What is clear is that Muhammad was using the word dharrah incorrectly if it meant the smallest thing there was and he meant it in a precise scientific way. Seems much more likely that he was not using it literally but figuratively.

Honey

The author next goes into medical advice in the Qur’an. He comes to the conclusion that there is no medical advice in the Qur’an because it was written before the Prophet was born. He says:
“It is the words of Allah, which existed before creation, and thus nothing canbe added, subtracted or altered. In essence, the Qur'an existed and was complete before the creation of Prophet Mohammed, so it could not possibly contain any of the Prophet's own words or advice.”
This is patently absurd considering his whole argument about the atom was in regard how ridiculous it would sound to Arabs of the era to think of something smaller than the dharrah. Why would it matter what Arabs thought if the Qur’an was written prior to their existence. He is trying to have it both ways and I’m not buying it. Either one or the other is true not both.

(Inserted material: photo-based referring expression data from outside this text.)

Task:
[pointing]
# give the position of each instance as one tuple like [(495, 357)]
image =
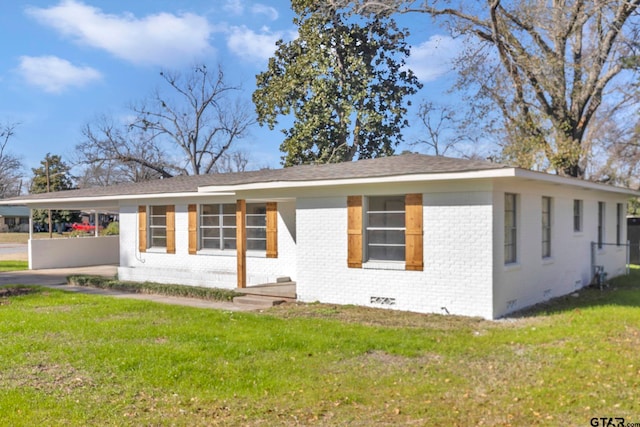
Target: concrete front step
[(258, 300)]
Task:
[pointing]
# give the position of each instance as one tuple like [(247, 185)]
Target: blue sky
[(64, 62)]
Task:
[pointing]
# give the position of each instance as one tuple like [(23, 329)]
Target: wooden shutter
[(142, 228), (354, 231), (272, 230), (413, 234), (171, 229), (193, 229), (241, 242)]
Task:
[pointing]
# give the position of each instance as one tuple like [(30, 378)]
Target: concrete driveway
[(57, 279), (13, 252)]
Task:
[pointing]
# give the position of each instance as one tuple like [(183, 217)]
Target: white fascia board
[(429, 177), (493, 173), (562, 180), (102, 201)]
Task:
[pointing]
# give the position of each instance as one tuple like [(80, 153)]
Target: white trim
[(232, 190), (426, 177), (493, 173)]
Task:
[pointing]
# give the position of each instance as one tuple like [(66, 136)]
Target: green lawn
[(72, 359), (13, 265)]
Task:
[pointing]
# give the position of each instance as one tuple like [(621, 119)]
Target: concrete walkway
[(57, 279)]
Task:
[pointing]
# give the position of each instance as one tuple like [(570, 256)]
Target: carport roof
[(398, 168), (405, 164)]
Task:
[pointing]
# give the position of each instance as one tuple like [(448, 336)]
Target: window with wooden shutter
[(193, 229), (241, 242), (413, 233), (272, 230), (142, 228), (171, 229), (354, 231)]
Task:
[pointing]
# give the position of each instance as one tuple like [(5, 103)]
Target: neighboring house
[(410, 232), (14, 218)]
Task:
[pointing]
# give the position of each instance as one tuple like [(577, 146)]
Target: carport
[(65, 252)]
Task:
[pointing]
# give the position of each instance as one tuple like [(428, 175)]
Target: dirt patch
[(15, 292), (378, 316), (48, 378)]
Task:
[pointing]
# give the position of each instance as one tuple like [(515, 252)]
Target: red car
[(84, 227)]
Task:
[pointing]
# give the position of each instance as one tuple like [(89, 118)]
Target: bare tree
[(543, 66), (443, 128), (187, 130), (203, 125), (115, 153), (11, 173)]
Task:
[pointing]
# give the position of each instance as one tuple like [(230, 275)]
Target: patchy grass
[(72, 359), (13, 265), (215, 294)]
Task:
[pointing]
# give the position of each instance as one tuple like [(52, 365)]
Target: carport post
[(30, 223)]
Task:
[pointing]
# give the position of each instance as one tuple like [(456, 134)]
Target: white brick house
[(411, 232)]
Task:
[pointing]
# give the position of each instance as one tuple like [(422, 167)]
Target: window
[(256, 226), (546, 227), (577, 216), (158, 227), (619, 213), (510, 229), (218, 226), (385, 228), (601, 210)]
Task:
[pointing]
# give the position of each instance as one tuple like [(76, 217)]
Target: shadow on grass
[(619, 291)]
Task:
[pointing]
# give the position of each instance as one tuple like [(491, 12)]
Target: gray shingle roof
[(14, 211), (406, 164)]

At first the other claims there is no medical advice then latter he contradicts himself by saying:
“Qur'an only mentions one item dealing with medical treatment, and it is not in dispute by anyone. It states that in honey there is healing. And certainly, I do not think that there is anyone who will argue with that!”
First he is arguing that there could not be medical advice in the Qur’an for this that and the other reason, then he provides an example of such advice rendering his whole argument moot.

Besides, what is there to prevent Allah from having medical knowledge that even we don’t know about now in modern times? Why isn’t that in the Qur’an? Why is it that the only information available is about things that were known prior to Mohammed? Why not share that information? Once they had it there could be contradiction with modern medicine. Even primitive treatments compatible with existing technology would not provide a contradiction. They could have for instance been taught germ theory and surgery. Of course MRI scans or X-ray photography would have been out of the question.

Prophet Muhammad (s) and the Qur'an

The author next tries to argue that the Qur’an could not have been from Mohammed’s mind because it would certainly contain things of concern to Mohammed’s personal life. He concludes from this that, it must have been written by Allah. This is a fallacious argument. People write things all the time without referring to their personal problems. I don’t think you will find any mention in the Theory of Relativity of Einstein’s personal life.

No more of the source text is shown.